Having decided the time was right to go out on their own, Doyle and Gissing left Sydney and settled at Scone in 2018, starting off with three tried horses.
He could not have wished for a better start to his training career the second time around, winning at Dubbo on November 20 that year with Delchuzy, his first runner back, before stablemate Postmaster General was an unlucky second in the following race after being slowly away with 61kg and was narrowly beaten.
Understandably, there were tears all round after Delchuzy won as she was owned by Gissing at the time, and Koby Jennings was the rider.
Doyle had 18 boxes on a property just outside Scone and built up his team when the opportunity arose in the spring of 2019 to become a provincial trainer, based at Newcastle.
“There’s no doubt moving here has enabled me to attract a better quality of stock,” he said.
“Of my 58 winners so far this season, only 10 have been in the country. The remainder have been at the provincials and in town, and two in Queensland (Rush Hour at the Gold Coast and another Calibre horse Kipsbay, at Eagle Farm in March).”
As well as looking ahead to test his bevy of two-year-olds in the new racing season, Doyle also is keen to further his career by making his mark in stakes company in town.
He is yet to have a Group 1 runner, but has had a handful in Group 2, 3 and Listed grade for a couple of minor placings.

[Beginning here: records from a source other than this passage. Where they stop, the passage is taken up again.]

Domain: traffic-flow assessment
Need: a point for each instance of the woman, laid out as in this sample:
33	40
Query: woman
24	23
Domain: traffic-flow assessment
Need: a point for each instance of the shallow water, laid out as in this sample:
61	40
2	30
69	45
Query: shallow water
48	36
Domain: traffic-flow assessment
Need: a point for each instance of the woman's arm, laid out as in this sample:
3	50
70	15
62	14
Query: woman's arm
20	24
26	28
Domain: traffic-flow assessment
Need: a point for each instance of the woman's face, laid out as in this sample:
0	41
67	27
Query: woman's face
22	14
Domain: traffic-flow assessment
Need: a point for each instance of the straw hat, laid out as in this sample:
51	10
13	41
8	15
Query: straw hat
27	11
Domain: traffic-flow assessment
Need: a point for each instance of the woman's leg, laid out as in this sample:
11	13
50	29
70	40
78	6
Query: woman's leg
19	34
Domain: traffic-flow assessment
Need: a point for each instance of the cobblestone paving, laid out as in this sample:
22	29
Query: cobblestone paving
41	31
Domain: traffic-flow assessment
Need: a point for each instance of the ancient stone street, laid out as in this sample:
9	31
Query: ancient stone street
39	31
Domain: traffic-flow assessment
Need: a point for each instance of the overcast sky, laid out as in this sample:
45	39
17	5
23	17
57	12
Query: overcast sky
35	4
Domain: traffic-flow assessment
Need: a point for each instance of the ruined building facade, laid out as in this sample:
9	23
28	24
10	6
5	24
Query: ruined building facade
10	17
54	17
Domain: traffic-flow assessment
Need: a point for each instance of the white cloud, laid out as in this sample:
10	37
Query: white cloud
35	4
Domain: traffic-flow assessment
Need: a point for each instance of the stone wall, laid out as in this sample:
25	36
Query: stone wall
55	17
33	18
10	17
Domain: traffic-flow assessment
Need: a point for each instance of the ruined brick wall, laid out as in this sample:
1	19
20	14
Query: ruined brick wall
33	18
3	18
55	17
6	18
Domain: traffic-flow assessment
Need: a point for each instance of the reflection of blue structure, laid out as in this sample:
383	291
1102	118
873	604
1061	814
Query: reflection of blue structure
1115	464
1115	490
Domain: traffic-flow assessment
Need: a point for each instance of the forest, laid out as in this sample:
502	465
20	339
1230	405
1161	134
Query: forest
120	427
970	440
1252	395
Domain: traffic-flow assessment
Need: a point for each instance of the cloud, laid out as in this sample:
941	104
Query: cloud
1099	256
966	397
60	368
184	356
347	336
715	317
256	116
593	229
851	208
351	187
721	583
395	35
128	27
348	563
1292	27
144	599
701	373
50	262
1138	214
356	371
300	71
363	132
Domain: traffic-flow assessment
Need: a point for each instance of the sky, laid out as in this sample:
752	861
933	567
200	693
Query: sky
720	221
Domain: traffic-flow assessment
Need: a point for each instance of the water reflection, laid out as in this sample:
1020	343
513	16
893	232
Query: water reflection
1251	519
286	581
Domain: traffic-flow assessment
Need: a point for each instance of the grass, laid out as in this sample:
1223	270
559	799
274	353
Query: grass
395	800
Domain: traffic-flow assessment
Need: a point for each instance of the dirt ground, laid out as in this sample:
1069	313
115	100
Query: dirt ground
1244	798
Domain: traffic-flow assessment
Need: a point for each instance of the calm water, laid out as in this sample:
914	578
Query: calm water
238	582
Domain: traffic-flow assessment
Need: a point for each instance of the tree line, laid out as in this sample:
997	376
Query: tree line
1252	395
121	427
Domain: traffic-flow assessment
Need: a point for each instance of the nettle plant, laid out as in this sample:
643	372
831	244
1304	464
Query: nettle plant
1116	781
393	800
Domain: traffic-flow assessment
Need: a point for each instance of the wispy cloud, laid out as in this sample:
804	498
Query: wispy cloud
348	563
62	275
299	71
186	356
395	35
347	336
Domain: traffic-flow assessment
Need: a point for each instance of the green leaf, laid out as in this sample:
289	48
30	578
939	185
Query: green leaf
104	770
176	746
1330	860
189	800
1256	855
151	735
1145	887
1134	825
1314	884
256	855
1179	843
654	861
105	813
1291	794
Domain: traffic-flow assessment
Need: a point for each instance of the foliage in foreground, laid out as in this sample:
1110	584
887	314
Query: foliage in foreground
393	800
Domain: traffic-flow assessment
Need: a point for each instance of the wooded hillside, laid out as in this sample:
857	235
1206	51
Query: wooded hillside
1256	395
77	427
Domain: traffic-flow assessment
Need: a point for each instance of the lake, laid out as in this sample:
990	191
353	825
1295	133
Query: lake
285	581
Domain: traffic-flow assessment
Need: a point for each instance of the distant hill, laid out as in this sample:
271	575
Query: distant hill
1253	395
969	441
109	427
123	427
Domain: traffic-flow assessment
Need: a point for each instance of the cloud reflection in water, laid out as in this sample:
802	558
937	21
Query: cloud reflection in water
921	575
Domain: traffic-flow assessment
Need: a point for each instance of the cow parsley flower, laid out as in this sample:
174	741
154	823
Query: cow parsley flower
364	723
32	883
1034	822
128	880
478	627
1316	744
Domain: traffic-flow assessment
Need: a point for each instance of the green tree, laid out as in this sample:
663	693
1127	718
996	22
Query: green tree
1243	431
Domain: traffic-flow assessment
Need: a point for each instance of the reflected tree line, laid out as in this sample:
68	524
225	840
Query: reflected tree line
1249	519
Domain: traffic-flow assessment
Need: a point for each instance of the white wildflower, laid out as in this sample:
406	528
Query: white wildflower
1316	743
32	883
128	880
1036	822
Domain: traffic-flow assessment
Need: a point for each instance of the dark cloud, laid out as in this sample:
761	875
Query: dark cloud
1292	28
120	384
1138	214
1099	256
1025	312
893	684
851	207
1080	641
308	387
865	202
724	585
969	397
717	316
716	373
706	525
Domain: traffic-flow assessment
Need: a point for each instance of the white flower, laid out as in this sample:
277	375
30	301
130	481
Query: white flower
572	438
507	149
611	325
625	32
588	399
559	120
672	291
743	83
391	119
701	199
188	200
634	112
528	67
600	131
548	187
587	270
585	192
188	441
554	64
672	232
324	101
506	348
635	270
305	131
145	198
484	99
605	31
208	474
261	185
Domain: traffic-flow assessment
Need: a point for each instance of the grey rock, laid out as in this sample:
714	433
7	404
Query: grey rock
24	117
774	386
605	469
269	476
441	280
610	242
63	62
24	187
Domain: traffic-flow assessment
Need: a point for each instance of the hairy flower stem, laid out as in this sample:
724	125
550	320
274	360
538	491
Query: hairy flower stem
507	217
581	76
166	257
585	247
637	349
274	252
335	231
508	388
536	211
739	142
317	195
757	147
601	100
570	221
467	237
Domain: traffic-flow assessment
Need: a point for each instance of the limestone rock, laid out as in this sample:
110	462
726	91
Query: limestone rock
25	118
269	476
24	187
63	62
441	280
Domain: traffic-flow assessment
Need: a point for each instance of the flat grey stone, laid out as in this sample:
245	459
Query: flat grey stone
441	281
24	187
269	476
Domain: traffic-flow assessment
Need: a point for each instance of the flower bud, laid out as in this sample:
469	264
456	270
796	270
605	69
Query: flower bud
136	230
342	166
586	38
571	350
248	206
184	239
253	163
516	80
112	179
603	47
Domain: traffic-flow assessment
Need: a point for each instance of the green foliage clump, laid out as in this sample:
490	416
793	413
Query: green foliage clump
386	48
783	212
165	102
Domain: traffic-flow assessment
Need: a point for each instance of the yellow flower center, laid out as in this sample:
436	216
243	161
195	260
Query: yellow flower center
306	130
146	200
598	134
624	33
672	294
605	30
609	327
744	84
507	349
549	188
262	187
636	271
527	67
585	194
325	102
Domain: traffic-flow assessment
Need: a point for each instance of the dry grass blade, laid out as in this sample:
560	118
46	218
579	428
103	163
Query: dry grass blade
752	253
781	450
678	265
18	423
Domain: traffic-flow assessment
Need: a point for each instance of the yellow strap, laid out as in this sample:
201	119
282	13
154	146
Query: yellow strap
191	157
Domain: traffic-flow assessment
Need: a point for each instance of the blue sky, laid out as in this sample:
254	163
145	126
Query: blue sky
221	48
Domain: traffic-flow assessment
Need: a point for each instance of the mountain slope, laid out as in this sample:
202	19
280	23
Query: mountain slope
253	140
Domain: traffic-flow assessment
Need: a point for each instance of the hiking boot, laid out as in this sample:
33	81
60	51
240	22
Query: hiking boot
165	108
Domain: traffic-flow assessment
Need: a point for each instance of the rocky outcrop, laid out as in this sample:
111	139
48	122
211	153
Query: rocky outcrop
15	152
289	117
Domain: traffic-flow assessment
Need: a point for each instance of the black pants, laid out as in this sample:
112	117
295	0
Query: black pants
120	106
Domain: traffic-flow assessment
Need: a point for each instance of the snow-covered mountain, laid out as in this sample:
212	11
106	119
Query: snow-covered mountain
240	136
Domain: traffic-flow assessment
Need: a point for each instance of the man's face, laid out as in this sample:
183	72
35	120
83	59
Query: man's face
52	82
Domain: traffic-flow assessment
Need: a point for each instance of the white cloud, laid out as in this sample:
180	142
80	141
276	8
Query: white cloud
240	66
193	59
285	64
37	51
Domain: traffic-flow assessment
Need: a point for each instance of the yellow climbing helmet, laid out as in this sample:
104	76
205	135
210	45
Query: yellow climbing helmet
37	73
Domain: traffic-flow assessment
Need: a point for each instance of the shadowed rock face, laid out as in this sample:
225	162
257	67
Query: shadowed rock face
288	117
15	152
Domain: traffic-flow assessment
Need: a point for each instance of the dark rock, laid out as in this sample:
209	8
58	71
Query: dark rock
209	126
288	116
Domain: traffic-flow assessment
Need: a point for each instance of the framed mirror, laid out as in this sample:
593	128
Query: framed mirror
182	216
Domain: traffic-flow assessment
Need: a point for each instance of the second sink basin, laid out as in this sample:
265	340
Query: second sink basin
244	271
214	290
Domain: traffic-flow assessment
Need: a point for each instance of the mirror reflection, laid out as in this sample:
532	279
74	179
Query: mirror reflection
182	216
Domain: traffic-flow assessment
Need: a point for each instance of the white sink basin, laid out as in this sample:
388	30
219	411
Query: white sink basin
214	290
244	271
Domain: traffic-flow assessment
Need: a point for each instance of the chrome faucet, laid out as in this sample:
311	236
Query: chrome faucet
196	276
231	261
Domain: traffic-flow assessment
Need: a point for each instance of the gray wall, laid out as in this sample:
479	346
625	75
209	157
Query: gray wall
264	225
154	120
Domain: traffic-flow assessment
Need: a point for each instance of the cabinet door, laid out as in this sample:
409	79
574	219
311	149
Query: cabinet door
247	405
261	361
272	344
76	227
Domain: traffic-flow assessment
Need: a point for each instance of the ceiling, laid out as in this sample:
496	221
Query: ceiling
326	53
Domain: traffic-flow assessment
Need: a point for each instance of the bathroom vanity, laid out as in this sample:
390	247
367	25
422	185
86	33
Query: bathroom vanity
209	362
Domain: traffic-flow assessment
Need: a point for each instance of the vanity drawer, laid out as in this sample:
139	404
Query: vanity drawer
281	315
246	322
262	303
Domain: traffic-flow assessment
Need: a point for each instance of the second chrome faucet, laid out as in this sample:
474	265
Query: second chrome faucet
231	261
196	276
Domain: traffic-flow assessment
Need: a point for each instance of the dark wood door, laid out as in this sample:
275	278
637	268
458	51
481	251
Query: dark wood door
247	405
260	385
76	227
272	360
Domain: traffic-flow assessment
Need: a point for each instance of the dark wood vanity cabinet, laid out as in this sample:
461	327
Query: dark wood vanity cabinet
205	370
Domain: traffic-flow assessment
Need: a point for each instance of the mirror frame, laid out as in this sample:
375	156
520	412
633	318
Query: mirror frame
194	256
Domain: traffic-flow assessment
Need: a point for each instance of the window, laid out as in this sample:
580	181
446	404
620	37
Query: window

“Definitely I would like to keep improving my stock to have horses good enough to compete in the best company,” Doyle said.
“That’s no different to a kid playing football in the park. He wants to be an NRL player.
“Not everyone makes it of course, but you have to have dreams.”
Those dreams can come closer to reality in the near future if he is able to have more horses in work in the event the planned swish stabling complex at Broadmeadow becomes a reality itself!
HOOFNOTE: Doyle has Xpresso (Benchmark 78 Handicap, 1200m) and Norwegian Bliss (Listed Winter Challenge, 1500m) engaged at Rosehill Gardens on Saturday, but may wait with the former for a slightly shorter 1100m Benchmark 72 Handicap for three and four-year-olds at Randwick a week later.
He also has accepted with Wooloowin (Provincial Maiden Plate, 1100m) and Lady Harlem (Midway Benchmark 64 Handicap, 1200m) for Saturday’s Gosford meeting.